YOLOA: Real-Time Affordance Detection via LLM Adapter
This work addresses the 'what-where-how' challenge for embodied AI systems, offering a real-time solution that integrates object detection and affordance learning, though it appears incremental as it builds on existing YOLO and LLM adapter methods.
The paper tackles the problem of affordance detection in embodied AI by jointly addressing object detection and affordance learning, introducing YOLOA which achieves state-of-the-art accuracy (52.8 mAP on ADG-Det, 73.1 mAP on IIT-Heat) and real-time performance (up to 89.77 FPS).

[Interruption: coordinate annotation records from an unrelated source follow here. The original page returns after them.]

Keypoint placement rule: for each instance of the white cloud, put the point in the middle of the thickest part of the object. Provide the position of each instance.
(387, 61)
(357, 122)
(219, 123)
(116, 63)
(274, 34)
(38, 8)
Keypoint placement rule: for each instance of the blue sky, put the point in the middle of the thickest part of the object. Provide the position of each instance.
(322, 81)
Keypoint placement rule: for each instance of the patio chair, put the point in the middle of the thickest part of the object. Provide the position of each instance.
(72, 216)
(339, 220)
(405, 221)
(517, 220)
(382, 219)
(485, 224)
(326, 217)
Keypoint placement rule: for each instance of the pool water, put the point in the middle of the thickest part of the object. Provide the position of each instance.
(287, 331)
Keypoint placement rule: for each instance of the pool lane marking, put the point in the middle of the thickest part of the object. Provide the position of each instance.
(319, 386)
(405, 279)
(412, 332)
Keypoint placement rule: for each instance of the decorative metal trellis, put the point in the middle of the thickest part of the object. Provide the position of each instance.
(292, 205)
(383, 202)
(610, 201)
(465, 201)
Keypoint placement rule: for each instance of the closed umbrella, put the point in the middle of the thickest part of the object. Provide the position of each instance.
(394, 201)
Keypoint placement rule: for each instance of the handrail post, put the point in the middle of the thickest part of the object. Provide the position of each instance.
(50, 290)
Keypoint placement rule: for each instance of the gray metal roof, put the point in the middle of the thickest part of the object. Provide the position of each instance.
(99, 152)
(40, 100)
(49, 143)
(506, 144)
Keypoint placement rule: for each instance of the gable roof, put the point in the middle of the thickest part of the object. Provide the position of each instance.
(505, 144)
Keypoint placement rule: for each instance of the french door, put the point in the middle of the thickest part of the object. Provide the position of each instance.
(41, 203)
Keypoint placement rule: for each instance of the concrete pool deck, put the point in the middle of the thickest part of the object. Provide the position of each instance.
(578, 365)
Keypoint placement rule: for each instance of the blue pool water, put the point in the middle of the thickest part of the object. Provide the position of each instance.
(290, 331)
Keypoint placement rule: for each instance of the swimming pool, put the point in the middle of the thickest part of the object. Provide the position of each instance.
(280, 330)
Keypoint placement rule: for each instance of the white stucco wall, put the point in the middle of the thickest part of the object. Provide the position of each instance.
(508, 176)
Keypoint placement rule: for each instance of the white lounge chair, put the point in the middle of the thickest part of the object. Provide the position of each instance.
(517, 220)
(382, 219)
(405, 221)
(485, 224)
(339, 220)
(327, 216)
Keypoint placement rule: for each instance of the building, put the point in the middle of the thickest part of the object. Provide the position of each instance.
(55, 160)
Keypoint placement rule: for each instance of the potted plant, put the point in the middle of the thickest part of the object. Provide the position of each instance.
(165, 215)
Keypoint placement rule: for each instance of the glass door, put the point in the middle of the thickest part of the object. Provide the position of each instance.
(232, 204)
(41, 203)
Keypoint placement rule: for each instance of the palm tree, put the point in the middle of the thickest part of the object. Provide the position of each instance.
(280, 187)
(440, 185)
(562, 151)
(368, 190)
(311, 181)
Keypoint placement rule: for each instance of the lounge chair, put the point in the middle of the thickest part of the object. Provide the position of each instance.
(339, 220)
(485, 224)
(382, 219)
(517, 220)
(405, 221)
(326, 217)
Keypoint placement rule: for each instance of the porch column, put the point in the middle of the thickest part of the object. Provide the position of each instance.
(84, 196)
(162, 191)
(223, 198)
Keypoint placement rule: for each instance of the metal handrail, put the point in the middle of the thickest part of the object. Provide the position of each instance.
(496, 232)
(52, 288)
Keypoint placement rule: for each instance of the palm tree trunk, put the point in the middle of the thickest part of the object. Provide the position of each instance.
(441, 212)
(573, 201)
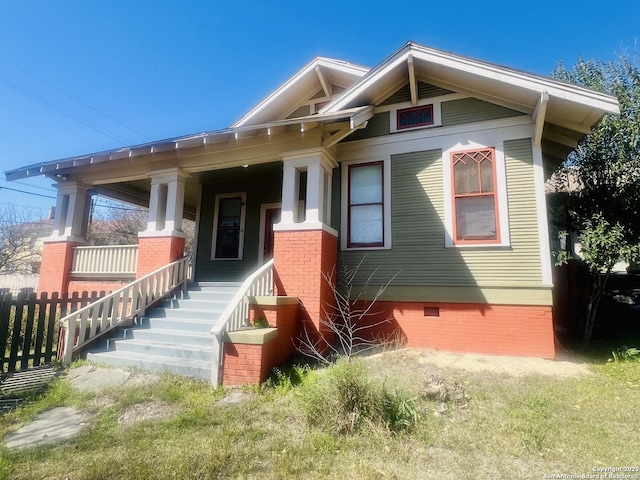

Affordance detection aims to jointly address the fundamental "what-where-how" challenge in embodied AI by understanding "what" an object is, "where" the object is located, and "how" it can be used. However, most affordance learning methods focus solely on "how" objects can be used while neglecting the "what" and "where" aspects. Other affordance detection methods treat object detection and affordance learning as two independent tasks, lacking effective interaction and real-time capability. To overcome these limitations, we introduce YOLO Affordance (YOLOA), a real-time affordance detection model that jointly handles these two tasks via a large language model (LLM) adapter. Specifically, YOLOA employs a lightweight detector consisting of object detection and affordance learning branches refined through the LLM Adapter. During training, the LLM Adapter interacts with object and affordance preliminary predictions to refine both branches by generating more accurate class priors, box offsets, and affordance gates. Experiments on our relabeled ADG-Det and IIT-Heat benchmarks demonstrate that YOLOA achieves state-of-the-art accuracy (52.8 / 73.1 mAP on ADG-Det / IIT-Heat) while maintaining real-time performance (up to 89.77 FPS, and up to 846.24 FPS for the lightweight variant). This indicates that YOLOA achieves an excellent trade-off between accuracy and efficiency.